Clean up invalid and expired OAuth token data

The way OAuth and OIDC logins work requires Safewhere Identify to store data about issued tokens in a database. In busy systems, you might notice that the OAuthAccessToken and AuditOAuthAccessToken tables accumulate data rapidly. While there is a manual guide available for cleaning up this data, this document provides guidance on configuring the auto-cleanup feature to automatically remove invalid and expired token data

Settings

The auto-cleanup feature automates the scheduling of background jobs to remove all invalid and expired token data. To control these jobs effectively, specific settings are required:

access-token-data-clean-up-settings

  • OAuth access token retention days: This setting determines the timeframe, measured in days, during which an expired token will be retained.

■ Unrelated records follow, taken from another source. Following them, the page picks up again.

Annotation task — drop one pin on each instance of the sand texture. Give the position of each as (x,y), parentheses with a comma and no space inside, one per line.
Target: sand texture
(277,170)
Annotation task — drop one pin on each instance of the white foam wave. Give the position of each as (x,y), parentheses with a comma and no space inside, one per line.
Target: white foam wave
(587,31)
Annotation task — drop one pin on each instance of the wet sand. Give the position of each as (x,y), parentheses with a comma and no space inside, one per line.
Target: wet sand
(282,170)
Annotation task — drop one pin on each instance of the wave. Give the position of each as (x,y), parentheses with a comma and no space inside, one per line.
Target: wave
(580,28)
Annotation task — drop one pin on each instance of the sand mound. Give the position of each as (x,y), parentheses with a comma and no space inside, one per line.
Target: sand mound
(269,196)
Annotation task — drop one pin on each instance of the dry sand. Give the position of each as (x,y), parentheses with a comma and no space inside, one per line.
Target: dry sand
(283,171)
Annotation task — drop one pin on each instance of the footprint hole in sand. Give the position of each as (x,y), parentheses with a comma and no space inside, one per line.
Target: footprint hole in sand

The default value is set to 7 days, meaning an expired token will be retained for 7 days following its expiration date.
  • OAuth access token clean up execution time (minutes): This setting defines the timeout for the cleanup process in minutes. It specifies the maximum duration allowed for the cleanup operation to complete its tasks, preventing it from running indefinitely and potentially impacting system performance. You can adjust this value to meet the specific requirements and resources of your system. The default value is 60 minutes.
  • OAuth access token clean up cron: This setting sets the schedule for automated tasks responsible for removing expired and invalid OAuth access tokens from the system. The default value, "0 0 * * *" (every midnight), indicates that the cleanup process runs daily at midnight.

You can customize these setting based on your organization's security policies and operational needs, choosing alternative schedules or frequencies as necessary.

Notes

  • Although these settings mention access tokens, they actually apply to the cleanup of all types of tokens.
  • If the job has run and there are removed data, you can view the information in the Audit log:

accesaccess-token-cleanup-audit

  • The auto-cleanup feature exclusively supports the MSSQL Database provider.
  • This feature is available starting from version 5.16. It is recommended that you manually run scripts to delete all obsolete tokens before upgrading Identify instance to version 5.16. If your database contains a significant amount of obsolete OAuth token data, the upgrade might encounter issues, or the cleanup process may run indefinitely.
  • The job also performs data cleanup for token information in the Audit database.